A large company, arguing noisily about the meaning of life, tumbled onto the veranda, and immediately began moving tables around. Someone muttered, “A person dies, and he doesn’t care whether he has successors or not, descendants or not.”

“It doesn’t matter to Mikolaj II the bull, but—”

“Stuff the bull! You don’t care either! You’re gone, dissolved, disappeared. You don’t exist, understand?”

“Hold on, guys. There is a certain logic in that, of course. Only the living are interested in the meaning of life.”

“I wonder where you would be if your ancestors had thought like that. You’d still be making furrows with a wooden plow.”

“Nonsense! What has the meaning of life got to do with anything here? It’s simply the law of the development of productive forces.”

“What’s a law got to do with it?”

“The fact that productive forces keep developing whether you like it or not. After the plow came the tractor, after the tractor, the cyber—”

“Okay, leave our ancestors out of it. But do you mean there were people for whom the meaning of life consisted in inventing the tractor?”

“Why are you talking nonsense? Why do you always talk nonsense?
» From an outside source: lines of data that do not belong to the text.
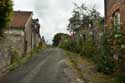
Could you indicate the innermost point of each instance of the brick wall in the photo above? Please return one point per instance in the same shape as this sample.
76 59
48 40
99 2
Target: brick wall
111 6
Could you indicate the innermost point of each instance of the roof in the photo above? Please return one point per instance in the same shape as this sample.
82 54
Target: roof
20 18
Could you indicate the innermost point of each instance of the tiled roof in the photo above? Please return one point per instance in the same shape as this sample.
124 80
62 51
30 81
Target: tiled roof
20 18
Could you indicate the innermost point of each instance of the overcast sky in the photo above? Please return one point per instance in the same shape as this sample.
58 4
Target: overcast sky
54 14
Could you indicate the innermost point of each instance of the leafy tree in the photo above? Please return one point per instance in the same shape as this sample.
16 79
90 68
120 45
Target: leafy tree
82 17
6 8
58 38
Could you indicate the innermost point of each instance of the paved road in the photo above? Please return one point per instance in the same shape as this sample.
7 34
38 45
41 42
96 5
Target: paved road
46 67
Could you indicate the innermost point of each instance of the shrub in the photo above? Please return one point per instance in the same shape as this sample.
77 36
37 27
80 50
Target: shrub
15 58
104 59
70 46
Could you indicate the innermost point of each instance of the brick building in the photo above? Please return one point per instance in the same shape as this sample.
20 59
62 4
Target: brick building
23 31
115 14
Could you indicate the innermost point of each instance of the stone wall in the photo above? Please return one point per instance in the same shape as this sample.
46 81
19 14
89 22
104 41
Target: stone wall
111 6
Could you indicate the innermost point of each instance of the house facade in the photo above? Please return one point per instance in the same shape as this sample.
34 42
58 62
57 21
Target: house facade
115 14
23 31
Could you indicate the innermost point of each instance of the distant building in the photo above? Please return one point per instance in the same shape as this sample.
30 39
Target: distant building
23 31
115 14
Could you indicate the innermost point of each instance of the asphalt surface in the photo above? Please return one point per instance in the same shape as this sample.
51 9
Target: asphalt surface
46 67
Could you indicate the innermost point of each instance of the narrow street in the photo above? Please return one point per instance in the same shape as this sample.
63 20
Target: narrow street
46 67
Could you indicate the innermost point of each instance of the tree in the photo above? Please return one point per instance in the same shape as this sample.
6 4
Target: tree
82 18
6 8
58 37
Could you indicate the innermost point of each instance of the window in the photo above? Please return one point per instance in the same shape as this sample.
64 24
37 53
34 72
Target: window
117 21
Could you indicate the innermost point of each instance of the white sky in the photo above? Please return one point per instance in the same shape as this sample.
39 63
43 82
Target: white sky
54 14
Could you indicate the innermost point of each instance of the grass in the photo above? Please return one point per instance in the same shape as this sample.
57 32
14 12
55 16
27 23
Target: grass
86 69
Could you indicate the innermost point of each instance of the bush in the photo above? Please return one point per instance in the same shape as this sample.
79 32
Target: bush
89 49
15 56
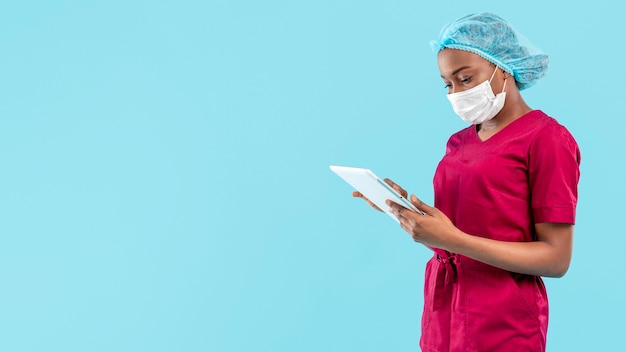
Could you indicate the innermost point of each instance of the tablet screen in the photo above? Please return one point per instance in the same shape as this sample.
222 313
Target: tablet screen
372 187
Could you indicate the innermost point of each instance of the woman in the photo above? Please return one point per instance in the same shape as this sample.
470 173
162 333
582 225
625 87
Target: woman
505 198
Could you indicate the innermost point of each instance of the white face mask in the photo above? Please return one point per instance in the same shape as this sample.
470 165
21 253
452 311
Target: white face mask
478 104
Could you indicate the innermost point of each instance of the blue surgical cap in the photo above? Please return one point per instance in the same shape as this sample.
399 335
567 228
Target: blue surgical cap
490 37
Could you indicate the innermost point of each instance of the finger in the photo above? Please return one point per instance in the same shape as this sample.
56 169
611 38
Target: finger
421 205
397 188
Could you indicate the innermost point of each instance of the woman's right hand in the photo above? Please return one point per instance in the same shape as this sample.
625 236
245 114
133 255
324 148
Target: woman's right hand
398 189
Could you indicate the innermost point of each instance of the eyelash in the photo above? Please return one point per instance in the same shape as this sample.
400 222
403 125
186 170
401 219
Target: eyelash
464 80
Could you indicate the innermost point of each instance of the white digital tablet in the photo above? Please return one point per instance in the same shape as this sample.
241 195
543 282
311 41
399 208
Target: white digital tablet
373 187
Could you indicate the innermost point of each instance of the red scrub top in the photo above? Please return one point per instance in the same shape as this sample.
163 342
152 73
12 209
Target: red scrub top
499 188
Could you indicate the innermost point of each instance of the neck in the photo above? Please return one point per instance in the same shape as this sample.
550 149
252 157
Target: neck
514 108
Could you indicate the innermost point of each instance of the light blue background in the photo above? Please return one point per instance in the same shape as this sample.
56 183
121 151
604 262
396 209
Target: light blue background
165 181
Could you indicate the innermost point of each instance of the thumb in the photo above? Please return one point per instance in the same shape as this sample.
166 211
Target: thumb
421 205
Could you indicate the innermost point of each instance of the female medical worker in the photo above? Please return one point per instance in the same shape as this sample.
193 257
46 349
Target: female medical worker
505 198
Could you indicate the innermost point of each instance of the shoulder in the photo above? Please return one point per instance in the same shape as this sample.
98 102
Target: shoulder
461 137
546 130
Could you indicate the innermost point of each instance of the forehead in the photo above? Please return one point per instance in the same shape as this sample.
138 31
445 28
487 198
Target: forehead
450 60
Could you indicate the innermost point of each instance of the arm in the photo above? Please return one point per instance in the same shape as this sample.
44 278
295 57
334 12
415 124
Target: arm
549 256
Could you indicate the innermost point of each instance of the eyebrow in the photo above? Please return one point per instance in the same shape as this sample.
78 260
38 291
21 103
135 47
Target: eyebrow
459 70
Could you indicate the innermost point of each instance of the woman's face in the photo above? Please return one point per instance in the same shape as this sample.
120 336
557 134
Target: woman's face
462 70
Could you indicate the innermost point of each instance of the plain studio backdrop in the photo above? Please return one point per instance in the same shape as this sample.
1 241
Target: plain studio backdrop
165 182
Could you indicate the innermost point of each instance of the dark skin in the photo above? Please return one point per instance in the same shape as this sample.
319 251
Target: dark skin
550 255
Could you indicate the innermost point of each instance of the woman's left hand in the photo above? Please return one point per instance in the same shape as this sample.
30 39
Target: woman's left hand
433 229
The question is not what any given person lives for but what the human race lives for! You don’t understand a thing, and—”

“You’re the one who doesn’t understand a thing!”

“Listen to me! Everybody listen! Peasants! I’ll explain everything to you-Ow!”

“Let him talk! Let him talk!”

“This is a complex question. There are as many people arguing about the meaning of their existence as there are people in—”

“Shorter!”

“—in existence. First, ancestors don’t have anything to do with it. A person is given life independently of whether he wants it or—”

“Shorter!”

“Well, then explain it yourself.”

“Right, Alan, make it shorter.”

“Shorter? Here you go: Life is interesting, ergo we live. And as for those who don’t find it interesting, well, right in Snegirevo there’s a fertilizer factory.”

“‘Ataway, Allan!”

“No, guys. There’s also a certain logic to this.”

“It’s cracker-barrel philosophy! What does ‘interesting’ or ‘uninteresting’ mean? What do we exist for? That’s the question!”

“So what does displacement of the perihelion exist for? Or Newton’s law?”

“‘What for’ is the stupidest question there is. What does the sun rise in the east for?”

“Bah! One fool brings that question up to lead a thousand sages astray.”

“Fool? I’m as much a fool as you are sages.”

“Forget the whole thing! Let’s talk about love instead!”

“‘What is this thing called love?’”

“What does love exist for-there’s the question! Well, Zhora?”

“You know, peasants, pretend somebody is looking at you in a laboratory—people are just people. As to how philosophy begins… love, life…”

Pol took his chair and squeezed into the company. They recognized him.